Interpret the coefficient of modecharter
. Your interpretation should include the exact meaning of this coefficient, not only significance/insignificance.
Count how many people chose fishing on a boat and not fishing on a boat. Provide your R code. Which people prevail here?
A student tries to test the hypothesis that probability of choosing fishing on a boat (boat
) increases as price (pboat
) decreases. He also wants to take into account the catch rate for this mode (cboat
).
Run a model chosen in R. Provide your R code and R output.
Apply transformation needed and interpret the transformed coefficient of cboat
(even if it is not significant, still do this).
Do the results obtained agree with this student’s hypothesis? Can we say that we proved that the mode of fishing (boat or not boat) can be explained by its price?
Check the quality of this model using an appropriate method. Provide your R code and R output. Provide your comments.
You decided to create your own index of democracy based on other indicators concerning political regime and quality of governance. You have three indicators:
Corruption Perception Index (cpi
). Ranges from 0 to 100, higher values correspond to better control of corruption.
Freedom of the press (fp
). Ranges from 0 to 100, higher values correspond to less freedom of the press.
Voice and Accountability (va
). Ranges from -2.5 to 2.5, higher values correspond to more accountability.
To do this you perform principle component analysis.
df <- read.csv("https://raw.githubusercontent.com/allatambov/PyDat-0919/master/indicators_pca.csv")
data <- df[2:4]
comp <- prcomp(data, center = TRUE, scale = TRUE)
print(comp)
## Standard deviations (1, .., p=3):
## [1] 1.6095025 0.6090172 0.1964677
##
## Rotation (n x k) = (3 x 3):
## PC1 PC2 PC3
## cpi 0.5340029 -0.8386209 -0.1074981
## fp -0.5908099 -0.4610746 0.6620830
## va 0.6048013 0.2900433 0.7416807
Consider the first principle component (PC1). It will be your aggregate index of democracy.
3.1. What is the weight of the Freedom of the press in your index of democracy?
3.2. Write the expression showing how your index is calculated based on the scaled values of Corruption Perception Index, Freedom of the Press and Voice and Accountability (round the corresponding weights to two decimal places).
3.3. Which of the indicators contribute the most to your index?

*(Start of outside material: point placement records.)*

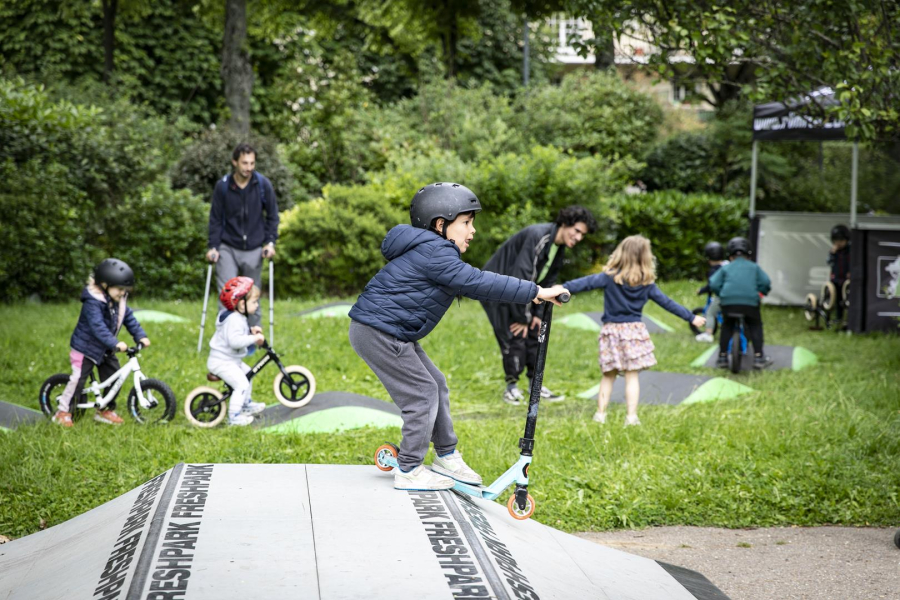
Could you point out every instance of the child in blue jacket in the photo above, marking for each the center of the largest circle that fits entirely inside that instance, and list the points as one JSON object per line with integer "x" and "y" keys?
{"x": 403, "y": 302}
{"x": 628, "y": 283}
{"x": 94, "y": 343}
{"x": 739, "y": 284}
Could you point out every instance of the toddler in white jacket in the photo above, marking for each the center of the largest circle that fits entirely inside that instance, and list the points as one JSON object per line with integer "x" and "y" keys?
{"x": 228, "y": 347}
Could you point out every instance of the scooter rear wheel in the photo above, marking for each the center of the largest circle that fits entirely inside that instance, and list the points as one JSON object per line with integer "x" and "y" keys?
{"x": 517, "y": 513}
{"x": 382, "y": 453}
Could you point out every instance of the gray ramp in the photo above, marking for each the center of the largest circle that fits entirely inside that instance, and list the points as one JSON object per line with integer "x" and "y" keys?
{"x": 13, "y": 415}
{"x": 220, "y": 532}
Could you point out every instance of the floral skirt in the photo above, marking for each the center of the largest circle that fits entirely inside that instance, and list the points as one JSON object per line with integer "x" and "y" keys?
{"x": 625, "y": 347}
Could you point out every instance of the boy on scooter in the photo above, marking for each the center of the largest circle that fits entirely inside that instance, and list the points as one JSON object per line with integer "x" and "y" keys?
{"x": 403, "y": 302}
{"x": 739, "y": 284}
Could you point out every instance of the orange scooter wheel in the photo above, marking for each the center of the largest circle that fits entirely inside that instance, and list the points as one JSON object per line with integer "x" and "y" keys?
{"x": 382, "y": 453}
{"x": 517, "y": 513}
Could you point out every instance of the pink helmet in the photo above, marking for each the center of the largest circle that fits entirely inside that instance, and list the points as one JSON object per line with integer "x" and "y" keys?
{"x": 235, "y": 289}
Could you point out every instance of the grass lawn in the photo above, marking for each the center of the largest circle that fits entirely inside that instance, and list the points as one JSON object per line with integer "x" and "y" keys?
{"x": 819, "y": 446}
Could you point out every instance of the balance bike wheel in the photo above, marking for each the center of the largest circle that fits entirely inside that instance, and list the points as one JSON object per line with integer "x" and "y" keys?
{"x": 829, "y": 295}
{"x": 201, "y": 409}
{"x": 809, "y": 309}
{"x": 517, "y": 513}
{"x": 155, "y": 391}
{"x": 382, "y": 453}
{"x": 735, "y": 353}
{"x": 297, "y": 389}
{"x": 52, "y": 389}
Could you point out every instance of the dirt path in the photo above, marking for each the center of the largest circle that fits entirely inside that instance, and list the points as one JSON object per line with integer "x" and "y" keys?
{"x": 821, "y": 563}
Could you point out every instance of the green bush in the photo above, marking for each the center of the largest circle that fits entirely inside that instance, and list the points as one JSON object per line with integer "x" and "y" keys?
{"x": 161, "y": 233}
{"x": 679, "y": 225}
{"x": 46, "y": 246}
{"x": 332, "y": 245}
{"x": 683, "y": 162}
{"x": 208, "y": 159}
{"x": 594, "y": 113}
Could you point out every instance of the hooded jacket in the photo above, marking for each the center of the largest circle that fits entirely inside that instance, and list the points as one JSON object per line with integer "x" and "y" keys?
{"x": 99, "y": 324}
{"x": 408, "y": 297}
{"x": 740, "y": 282}
{"x": 524, "y": 255}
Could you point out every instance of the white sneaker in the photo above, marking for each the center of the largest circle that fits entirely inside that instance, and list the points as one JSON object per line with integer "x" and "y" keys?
{"x": 454, "y": 466}
{"x": 513, "y": 396}
{"x": 420, "y": 479}
{"x": 253, "y": 408}
{"x": 240, "y": 419}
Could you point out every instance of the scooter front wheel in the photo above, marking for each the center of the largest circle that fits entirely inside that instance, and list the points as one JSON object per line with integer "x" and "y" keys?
{"x": 382, "y": 454}
{"x": 517, "y": 513}
{"x": 297, "y": 388}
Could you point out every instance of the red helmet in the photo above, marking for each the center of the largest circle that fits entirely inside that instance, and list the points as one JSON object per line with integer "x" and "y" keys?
{"x": 235, "y": 289}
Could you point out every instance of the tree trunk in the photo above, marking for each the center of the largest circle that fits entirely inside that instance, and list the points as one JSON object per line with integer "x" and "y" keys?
{"x": 604, "y": 50}
{"x": 237, "y": 74}
{"x": 109, "y": 38}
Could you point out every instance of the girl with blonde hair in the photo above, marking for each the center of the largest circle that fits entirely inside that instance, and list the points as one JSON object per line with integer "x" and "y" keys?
{"x": 628, "y": 283}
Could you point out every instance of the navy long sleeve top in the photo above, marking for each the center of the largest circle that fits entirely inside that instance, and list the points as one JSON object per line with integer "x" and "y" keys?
{"x": 624, "y": 303}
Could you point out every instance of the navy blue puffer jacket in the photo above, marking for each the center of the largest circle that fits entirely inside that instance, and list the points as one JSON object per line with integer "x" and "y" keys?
{"x": 98, "y": 323}
{"x": 408, "y": 297}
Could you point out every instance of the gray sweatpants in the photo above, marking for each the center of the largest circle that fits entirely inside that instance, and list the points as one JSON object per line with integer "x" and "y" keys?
{"x": 416, "y": 386}
{"x": 233, "y": 262}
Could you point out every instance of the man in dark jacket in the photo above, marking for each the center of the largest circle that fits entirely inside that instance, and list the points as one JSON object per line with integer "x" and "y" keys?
{"x": 534, "y": 254}
{"x": 243, "y": 223}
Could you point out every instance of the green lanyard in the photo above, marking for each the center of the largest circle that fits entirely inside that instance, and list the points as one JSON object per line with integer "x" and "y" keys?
{"x": 550, "y": 257}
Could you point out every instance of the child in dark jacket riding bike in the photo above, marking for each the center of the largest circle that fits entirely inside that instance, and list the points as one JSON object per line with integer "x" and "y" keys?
{"x": 739, "y": 284}
{"x": 403, "y": 302}
{"x": 94, "y": 343}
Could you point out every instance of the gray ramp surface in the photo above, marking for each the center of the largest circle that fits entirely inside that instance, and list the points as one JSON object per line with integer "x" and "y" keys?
{"x": 317, "y": 531}
{"x": 279, "y": 413}
{"x": 782, "y": 358}
{"x": 13, "y": 415}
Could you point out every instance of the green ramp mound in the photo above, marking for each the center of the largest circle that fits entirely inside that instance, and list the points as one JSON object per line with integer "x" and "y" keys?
{"x": 333, "y": 531}
{"x": 659, "y": 387}
{"x": 783, "y": 357}
{"x": 334, "y": 309}
{"x": 13, "y": 415}
{"x": 155, "y": 316}
{"x": 329, "y": 412}
{"x": 592, "y": 322}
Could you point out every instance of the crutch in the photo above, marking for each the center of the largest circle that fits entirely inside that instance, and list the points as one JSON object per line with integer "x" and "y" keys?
{"x": 271, "y": 303}
{"x": 205, "y": 302}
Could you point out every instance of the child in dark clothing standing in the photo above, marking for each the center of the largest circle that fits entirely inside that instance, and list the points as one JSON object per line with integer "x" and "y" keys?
{"x": 715, "y": 256}
{"x": 839, "y": 261}
{"x": 628, "y": 284}
{"x": 403, "y": 302}
{"x": 739, "y": 284}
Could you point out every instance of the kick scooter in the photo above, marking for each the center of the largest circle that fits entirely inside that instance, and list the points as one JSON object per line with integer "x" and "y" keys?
{"x": 521, "y": 504}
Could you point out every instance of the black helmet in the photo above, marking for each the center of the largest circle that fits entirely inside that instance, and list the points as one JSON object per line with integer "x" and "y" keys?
{"x": 840, "y": 232}
{"x": 738, "y": 245}
{"x": 113, "y": 271}
{"x": 445, "y": 200}
{"x": 714, "y": 251}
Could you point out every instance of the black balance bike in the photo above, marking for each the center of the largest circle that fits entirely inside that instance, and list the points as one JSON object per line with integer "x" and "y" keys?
{"x": 294, "y": 387}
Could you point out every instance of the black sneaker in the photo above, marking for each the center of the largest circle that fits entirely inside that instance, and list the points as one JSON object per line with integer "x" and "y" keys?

Explain your answer.
3.4. Why Corruption Perception Index and Voice and Accountability have a positive contribution, and Freedom of the Press has a negative one?
3.5. Add the column with your democracy index to the original dataset.
df$democracy <- comp$x[, 1]
3.6. What is the value of your democracy index for Bolivia (use the scaled values)?
If you still feel uneasy with R, you can try these non-programming tasks and earn extra points.
To find the strength of the association he wants to estimate the Pearson correlation coefficient between the GDP per capita and the type of the political regime. Is the approach used by the student correct? Explain your answer.
\[\text{Corr(income, years)}=0.3, \text{ p−value}=0.7.\]
Can we regard this result as the reliable one? In other words, can we make any conclusions about the relationship between the income of residents and the number of years they live in the district? Explain your answer.
(1 point) A student tossed a coin 10 times. In 7 cases he got a head, and in 3 cases he got a tail. Assuming that the probability of a head is the relative frequency of a head estimated on the data given, calculate the odds of obtaining a head?
(0.5 point) For some linear model RSS (residual sum of squares) equals 700, TSS (total sum of squares) equals 1400. Find R-squared for this model.
(0.5 point) Can p-value be greater than 1? Explain your answer.